Tonight I mixed water and peat, getting ready to plant again, as I have, as I will, so long as I can. Tomorrow I sow the pepper seeds, in two weeks the tomato seeds.
And so it starts again.
I pray that my students remember this much--that they were able to grow food in class, with little more than tiny seeds, light, and water, that they are part of this miracle of life, that ultimately the things that matter are ours through grace.
Not through government, or cash, or the gametes of a couple of wealthy Americans who happened to get together.
A child learns that she is part of something bigger than mere human culture becomes someone to be reckoned with.
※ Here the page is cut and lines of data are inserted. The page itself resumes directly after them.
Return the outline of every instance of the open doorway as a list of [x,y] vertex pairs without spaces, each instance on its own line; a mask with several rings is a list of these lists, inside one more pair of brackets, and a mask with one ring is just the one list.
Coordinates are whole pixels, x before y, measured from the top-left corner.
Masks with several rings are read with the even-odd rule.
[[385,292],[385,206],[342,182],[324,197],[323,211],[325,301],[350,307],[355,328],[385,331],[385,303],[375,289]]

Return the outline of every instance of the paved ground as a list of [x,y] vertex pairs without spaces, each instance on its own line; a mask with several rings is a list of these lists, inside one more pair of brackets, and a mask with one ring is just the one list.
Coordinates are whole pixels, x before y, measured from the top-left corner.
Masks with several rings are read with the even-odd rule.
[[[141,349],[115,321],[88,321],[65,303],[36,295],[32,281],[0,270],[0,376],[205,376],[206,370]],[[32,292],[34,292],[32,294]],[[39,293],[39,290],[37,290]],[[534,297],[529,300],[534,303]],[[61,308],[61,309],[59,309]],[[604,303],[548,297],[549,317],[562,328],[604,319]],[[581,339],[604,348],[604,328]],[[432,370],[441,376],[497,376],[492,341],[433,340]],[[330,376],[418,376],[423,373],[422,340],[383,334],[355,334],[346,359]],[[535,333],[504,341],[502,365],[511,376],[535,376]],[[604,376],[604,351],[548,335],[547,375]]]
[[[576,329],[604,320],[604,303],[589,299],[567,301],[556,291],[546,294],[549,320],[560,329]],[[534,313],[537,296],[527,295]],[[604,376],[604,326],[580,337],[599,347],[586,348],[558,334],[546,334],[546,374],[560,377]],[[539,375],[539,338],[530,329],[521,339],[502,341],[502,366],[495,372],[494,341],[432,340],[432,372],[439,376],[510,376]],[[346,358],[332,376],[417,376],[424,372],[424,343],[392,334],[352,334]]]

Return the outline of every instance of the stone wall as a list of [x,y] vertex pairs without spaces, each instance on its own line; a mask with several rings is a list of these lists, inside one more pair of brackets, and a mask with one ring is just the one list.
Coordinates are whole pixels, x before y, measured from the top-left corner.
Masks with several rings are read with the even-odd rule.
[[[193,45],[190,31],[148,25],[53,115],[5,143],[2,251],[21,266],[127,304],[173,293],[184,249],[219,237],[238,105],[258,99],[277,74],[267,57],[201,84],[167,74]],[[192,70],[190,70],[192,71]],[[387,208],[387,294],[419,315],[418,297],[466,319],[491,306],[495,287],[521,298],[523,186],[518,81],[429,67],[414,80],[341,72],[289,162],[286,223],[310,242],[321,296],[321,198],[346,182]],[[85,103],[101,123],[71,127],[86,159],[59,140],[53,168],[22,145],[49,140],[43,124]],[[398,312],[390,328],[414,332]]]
No matter what happens on Wall Street today, or in Trenton today, or in D.C., water will start to seep into the seeds I sow, and awaken an embryo every bit as alive as I am, and it will ache to reach the sun.
Everything we eat comes from the ground, and everything we eat will return to the ground, as will each of us.
This week I got to meet a couple of folks with a whole lot more human power than I'll ever have, or ever want, folks who rule over abstract concepts using abstract ideas, tossing around abstract half-truths that they either believe (bad) or not (worse).
Planting last fall's seeds into the ground with my hands, a very human act, reminds me of my place. We are all all bound, literally, to the earth. Holding a handful of good soil does me good.
Plants above grown in Room B362, by my students.